L'énergie nucléaire, censée apporter une solution stratégique à long terme, ne sera pas prête à temps. La compagnie d'électricité publique taïwanaise a proposé de redémarrer les centrales nucléaires de Kuosheng et de Maanshan, mises à l'arrêt après l'expiration de leurs autorisations d'exploitation en 2023 et 2025. En cas de redémarrage complet, les quatre réacteurs pourraient ajouter environ 30 térawattheures par an, mais un redémarrage total avant 2028 semble irréaliste.

De ce fait, Taïwan se trouve aujourd'hui dans une situation fragile, dépendant d'un ensemble disparate de livraisons d'urgence de GNL américain, de contrats australiens limités, de centrales à charbon de réserve et d'une option nucléaire retardée.

Les autorités insistent sur le fait que les approvisionnements sont assurés jusqu'en septembre grâce à des achats au comptant et à des contrats australiens, mais les médias ont indiqué que les réserves officielles de gaz ne représentaient que 11 jours de consommation début mai, soulignant à quel point la marge de sécurité est devenue étroite.

Le danger dépasse largement la simple hausse des prix de l'énergie. L'économie taïwanaise repose fortement sur la fabrication de semi-conducteurs et la production de panneaux solaires, deux secteurs essentiels à l'économie mondiale et à la transition énergétique.

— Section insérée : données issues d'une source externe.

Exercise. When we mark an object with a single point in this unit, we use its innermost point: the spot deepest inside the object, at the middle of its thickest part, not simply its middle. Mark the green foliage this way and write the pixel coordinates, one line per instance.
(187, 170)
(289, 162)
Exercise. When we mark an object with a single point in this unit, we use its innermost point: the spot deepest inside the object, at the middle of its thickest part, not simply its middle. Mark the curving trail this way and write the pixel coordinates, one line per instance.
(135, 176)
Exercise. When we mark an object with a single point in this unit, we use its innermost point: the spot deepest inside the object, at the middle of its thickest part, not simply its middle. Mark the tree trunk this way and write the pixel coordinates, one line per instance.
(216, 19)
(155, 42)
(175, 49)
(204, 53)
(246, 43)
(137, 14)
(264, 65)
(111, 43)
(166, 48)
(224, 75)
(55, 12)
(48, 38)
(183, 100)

Si la crise s'aggrave, les industriels seront probablement les premiers touchés par le rationnement de l'électricité, les gouvernements donnant généralement la priorité aux ménages et aux consommateurs résidentiels, ce qui pourrait déclencher une nouvelle pénurie mondiale de semi-conducteurs.

La transition énergétique taïwanaise de ces dernières années s'est articulée autour du gaz naturel, présenté comme une alternative plus propre et plus durable au charbon. Mais la crise du détroit d'Ormuz révèle aujourd'hui l'ampleur des risques inhérents à cette stratégie.